If you’d rather just view code, the GitHub Repository is here .

In years past, when writing code in Part Two where we had to make minor refactorings to the code we wrote in Part One, I’d walk us through the refactoring. Personally, I find that a bit hard to explain and it can get a bit confusing. This year, I’m just going to tell you in Part One why we are making a seemingly odd choice for a data structure or parameter and let you know that something about this changes in Part Two, but not exactly what. That way, if you don’t want spoilers you won’t know precisely what changes in Part Two, but when we get there we’ll have an easier time of it.

This applies to today’s puzzle solution.

Puzzle Input

At a high level we will take today’s puzzle input as a List<String> and have two functions use it to parse the stacks and instructions.

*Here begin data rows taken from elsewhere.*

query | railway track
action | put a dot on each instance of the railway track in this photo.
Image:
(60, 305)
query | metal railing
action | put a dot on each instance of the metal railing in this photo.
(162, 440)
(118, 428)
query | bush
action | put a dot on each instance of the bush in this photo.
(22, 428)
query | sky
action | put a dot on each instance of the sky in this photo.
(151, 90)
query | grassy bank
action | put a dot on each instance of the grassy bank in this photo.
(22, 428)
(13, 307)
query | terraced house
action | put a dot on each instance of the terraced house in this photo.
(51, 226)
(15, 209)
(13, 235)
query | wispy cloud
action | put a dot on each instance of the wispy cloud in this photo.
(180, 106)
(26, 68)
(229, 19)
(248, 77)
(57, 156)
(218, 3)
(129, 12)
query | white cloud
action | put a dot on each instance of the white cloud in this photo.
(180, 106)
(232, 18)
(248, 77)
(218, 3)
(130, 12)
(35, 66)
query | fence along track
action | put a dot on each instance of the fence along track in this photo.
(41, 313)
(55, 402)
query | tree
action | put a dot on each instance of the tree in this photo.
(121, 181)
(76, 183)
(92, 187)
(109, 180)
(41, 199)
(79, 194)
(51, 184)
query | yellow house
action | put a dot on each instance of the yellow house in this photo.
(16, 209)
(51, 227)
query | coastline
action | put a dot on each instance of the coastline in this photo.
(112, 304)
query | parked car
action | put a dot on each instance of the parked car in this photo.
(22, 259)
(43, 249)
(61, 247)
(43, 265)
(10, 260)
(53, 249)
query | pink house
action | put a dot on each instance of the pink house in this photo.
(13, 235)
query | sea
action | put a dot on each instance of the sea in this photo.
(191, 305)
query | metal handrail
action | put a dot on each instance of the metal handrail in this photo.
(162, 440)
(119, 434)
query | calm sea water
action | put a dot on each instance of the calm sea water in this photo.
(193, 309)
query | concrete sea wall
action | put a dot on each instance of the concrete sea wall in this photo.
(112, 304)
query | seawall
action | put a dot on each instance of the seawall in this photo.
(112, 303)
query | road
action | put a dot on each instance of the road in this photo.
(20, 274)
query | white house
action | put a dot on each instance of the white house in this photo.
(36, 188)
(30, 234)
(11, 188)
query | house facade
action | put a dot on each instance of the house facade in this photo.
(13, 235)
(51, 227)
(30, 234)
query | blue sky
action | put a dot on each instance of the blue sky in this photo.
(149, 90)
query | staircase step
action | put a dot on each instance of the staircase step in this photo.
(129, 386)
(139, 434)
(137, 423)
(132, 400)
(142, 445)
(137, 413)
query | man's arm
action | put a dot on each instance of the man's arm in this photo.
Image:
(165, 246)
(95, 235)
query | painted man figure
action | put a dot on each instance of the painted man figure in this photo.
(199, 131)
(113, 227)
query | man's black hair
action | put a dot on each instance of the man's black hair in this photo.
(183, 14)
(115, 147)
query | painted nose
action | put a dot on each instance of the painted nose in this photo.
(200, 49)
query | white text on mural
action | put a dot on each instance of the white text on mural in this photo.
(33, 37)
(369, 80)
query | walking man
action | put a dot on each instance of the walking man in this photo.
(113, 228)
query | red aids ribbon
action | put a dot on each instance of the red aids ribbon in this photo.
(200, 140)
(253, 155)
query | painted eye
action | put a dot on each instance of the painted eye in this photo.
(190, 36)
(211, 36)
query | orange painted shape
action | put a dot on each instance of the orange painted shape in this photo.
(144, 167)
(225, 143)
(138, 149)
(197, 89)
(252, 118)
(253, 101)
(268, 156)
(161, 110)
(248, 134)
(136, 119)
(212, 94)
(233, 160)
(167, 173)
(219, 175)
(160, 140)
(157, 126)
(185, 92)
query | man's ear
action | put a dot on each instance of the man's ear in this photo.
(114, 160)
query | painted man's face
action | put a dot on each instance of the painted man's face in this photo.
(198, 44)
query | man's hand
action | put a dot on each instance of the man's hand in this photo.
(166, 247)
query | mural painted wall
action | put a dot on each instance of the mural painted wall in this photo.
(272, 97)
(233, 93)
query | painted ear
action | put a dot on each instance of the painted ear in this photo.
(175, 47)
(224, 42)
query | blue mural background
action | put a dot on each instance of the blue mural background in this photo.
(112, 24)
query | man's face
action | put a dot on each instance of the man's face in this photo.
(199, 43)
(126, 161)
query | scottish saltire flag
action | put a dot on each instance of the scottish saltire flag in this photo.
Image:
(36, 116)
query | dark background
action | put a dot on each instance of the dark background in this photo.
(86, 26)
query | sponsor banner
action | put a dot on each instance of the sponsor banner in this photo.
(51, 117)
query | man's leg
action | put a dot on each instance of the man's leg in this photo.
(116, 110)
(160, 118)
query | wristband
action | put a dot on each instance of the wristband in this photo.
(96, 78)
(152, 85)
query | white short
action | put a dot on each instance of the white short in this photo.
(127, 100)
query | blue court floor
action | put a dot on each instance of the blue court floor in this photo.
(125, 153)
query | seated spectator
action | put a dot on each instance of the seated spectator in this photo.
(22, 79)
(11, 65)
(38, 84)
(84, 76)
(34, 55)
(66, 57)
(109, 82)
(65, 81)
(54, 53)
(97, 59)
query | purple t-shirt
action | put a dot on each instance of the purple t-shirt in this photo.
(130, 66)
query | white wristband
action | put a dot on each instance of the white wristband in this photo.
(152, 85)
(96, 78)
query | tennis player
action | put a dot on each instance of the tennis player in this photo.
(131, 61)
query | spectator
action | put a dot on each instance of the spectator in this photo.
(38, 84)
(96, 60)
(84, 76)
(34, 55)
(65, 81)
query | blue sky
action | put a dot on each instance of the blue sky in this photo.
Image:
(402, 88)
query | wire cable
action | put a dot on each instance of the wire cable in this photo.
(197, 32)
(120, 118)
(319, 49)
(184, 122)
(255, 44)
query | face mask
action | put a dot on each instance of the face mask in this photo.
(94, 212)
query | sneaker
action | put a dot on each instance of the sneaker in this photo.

class Day05(input: List<String>) {

    private val stacks: List<MutableList<Char>> = createStacks(input)
    private val instructions: List<Instruction> = parseInstructions(input)
}

Since our input today is quite complicated and is broken up into two sections, we’ll break our discussion into two sections as well.

Puzzle Input: Stacks

As usual, let’s decide how we want to represent the stacks of crates. For each individual stack of crates, we’ll go with a MutableList<Char> and the “top” of the stack will be the first element in the list. I find this easier to reason about despite possibly paying a small penalty for constantly adding and removing items from the list at the head of the list. We could reverse the lists and make the top of the stack the last element in each list, but I think this confusing. We will store each of our individual MutableList<Char> stacks in a List, ending up with a List<MutableList<Char>>.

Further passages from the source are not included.